There is also the area of government take from the petroleum operations. Nigeria’s current PIB seeks to optimise (take that as increase) government’s take from the petroleum activities. This is mainly through royalties and taxes. Nigeria’s existing petroleum taxations framework takes between 50-85 percent of taxable income as taxes for companies engaging in petroleum operations. The PIB seeks to abrogate that and subject petroleum operating (upstream) companies to the Company Income Tax regime that takes 30 percent as tax, and introduces a new tax regime called hydrocarbon tax at 50 percent. This effectively brings back the tax take to 85 percent of taxable income. Our Ghanaian brothers appear to be more lenient with 35-50 percent as tax take. The reason for this may be simply that the country needs investors in the industry at this time and a friendly tax climate can only be helpful to the achievement of that goal.
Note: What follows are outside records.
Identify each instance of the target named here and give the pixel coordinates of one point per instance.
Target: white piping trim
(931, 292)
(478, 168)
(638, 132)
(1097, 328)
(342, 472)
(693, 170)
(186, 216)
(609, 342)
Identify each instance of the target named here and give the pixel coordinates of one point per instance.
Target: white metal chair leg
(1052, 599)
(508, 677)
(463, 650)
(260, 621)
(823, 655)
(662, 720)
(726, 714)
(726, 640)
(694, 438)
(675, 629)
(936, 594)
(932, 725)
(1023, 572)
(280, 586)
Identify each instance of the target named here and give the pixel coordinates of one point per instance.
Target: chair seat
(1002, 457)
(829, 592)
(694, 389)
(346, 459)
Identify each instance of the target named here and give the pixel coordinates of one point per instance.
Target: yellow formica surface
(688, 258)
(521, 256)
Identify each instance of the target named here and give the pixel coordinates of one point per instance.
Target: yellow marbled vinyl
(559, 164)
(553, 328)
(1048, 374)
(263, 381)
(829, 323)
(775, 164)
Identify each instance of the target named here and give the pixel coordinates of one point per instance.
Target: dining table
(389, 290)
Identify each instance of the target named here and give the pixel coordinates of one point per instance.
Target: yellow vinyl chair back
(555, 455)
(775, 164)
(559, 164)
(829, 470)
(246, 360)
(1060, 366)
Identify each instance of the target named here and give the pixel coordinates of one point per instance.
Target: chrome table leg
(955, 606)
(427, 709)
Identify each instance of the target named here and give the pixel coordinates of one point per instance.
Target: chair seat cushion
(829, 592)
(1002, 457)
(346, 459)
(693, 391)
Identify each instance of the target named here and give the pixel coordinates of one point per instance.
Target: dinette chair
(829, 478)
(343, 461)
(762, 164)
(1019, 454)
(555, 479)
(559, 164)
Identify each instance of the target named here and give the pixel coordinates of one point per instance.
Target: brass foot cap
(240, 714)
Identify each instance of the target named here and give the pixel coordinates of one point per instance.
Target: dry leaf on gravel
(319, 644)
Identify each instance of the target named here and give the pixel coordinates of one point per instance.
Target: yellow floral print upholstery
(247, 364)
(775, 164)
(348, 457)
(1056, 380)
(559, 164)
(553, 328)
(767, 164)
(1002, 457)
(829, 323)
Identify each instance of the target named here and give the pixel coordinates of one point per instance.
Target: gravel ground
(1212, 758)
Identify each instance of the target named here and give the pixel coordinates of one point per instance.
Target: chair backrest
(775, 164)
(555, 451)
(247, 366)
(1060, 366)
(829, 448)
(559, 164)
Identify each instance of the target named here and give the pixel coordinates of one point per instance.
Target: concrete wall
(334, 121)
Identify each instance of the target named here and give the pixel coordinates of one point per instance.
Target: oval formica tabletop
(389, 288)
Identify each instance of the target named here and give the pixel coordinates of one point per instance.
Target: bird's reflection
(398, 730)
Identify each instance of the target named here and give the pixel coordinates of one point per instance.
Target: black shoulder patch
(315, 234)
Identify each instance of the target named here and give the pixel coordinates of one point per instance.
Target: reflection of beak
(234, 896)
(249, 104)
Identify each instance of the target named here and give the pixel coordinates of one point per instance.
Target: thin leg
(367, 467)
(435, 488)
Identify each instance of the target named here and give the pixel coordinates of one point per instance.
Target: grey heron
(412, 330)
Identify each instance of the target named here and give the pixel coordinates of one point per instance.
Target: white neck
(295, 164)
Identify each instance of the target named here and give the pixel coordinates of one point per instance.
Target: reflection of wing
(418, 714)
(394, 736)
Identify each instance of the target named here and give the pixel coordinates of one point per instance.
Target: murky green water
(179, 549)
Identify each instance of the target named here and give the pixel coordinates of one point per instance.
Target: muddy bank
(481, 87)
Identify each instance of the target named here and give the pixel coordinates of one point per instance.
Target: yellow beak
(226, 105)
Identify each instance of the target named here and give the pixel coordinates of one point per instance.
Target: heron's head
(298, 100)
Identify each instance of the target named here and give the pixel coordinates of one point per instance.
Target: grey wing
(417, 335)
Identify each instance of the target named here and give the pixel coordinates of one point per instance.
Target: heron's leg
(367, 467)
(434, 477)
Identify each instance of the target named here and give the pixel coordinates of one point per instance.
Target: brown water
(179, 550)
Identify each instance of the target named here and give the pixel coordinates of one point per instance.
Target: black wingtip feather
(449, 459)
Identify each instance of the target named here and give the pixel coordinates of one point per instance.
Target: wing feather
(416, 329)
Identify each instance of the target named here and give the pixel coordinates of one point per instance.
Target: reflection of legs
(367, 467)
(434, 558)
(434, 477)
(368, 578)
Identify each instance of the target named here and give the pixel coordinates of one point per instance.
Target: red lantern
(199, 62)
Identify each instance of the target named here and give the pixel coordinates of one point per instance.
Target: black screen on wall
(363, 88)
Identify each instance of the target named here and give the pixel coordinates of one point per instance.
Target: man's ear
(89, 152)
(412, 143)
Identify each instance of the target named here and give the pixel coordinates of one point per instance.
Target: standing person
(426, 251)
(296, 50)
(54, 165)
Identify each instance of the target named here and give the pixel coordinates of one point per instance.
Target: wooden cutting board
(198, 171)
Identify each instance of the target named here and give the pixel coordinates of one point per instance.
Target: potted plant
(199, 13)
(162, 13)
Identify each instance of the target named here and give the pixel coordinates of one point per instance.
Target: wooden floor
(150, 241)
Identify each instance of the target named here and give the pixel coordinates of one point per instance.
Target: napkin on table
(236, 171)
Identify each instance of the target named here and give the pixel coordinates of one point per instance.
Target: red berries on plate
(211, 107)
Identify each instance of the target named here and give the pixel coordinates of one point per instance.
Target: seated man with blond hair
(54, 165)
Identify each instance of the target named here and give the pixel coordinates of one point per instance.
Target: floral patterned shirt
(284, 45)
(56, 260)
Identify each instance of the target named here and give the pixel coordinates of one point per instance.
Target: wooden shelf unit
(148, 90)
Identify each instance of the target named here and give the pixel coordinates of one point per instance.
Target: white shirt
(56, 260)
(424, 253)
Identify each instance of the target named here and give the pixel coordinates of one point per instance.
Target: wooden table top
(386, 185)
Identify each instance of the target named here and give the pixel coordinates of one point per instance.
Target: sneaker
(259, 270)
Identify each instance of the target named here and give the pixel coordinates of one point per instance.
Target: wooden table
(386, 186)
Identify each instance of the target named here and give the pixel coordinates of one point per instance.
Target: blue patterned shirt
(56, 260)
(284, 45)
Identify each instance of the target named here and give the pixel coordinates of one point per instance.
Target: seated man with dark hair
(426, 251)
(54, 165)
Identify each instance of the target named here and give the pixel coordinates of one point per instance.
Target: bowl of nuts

Like many African countries, resource curse, otherwise known as Dutch disease, is bedevilling Nigeria. Resource curse is a paradoxical situation where natural resources endowment, rather than bring positive impact, ends up constituting setback to a country. Nigeria was doing great before attention shifted to oil in the 1970’s as its main revenue spinner. I attended Obafemi Awolowo University, Ile-Ife, and I am still amazed at the wonder income from agricultural produce (cocoa) did. The difference simply boils down to the management of these revenues. The leaders of that era managed the earnings from cocoa, groundnut, rubber, etc so well; but with the billions of petro-dollars available to successive regimes after them, the country has continued to retrogress. Even though Ghana is not new to commercial production of natural resources, as it has been raking in million dollars from its goldmine, whether the Dutch disease that followed Nigeria’s shifting of attention to oil will also affect it is a question development economists are still asking. But good for them, signals are not pointing to that negative direction.
Ali-Nakyea, in trying to draw similarities between Nigeria and Ghana in national politics, jokingly referred to how some events that happened in Nigeria repeated themselves in Ghana, most notably Nigeria losing a sitting president in 2009, and Ghana experiencing same three years later; plane mishap, even if minor, happening in Ghana on June 2, 2012, and a worse air disaster happening in Nigeria the next day. Probably motivated by the Niger Delta agitation they read of Nigeria, the southern Ghana youths have also come up under various platforms to agitate for right share in the revenue from oil produced in their region, even if their logic collapses when faced with the fact that the country has sustained on cocoa and gold produced in other regions before now. While I sympathise with our Niger Delta brothers in Nigeria, I do not think carrying arms against the state is something our coastal Ghana youths should borrow from Nigeria. The Ghanaian government, of course, will do well to put in place proper framework to take care of various concerns. Otherwise this may turn out to be one of the legs through which the Dutch disease may penetrate the former Gold Coast.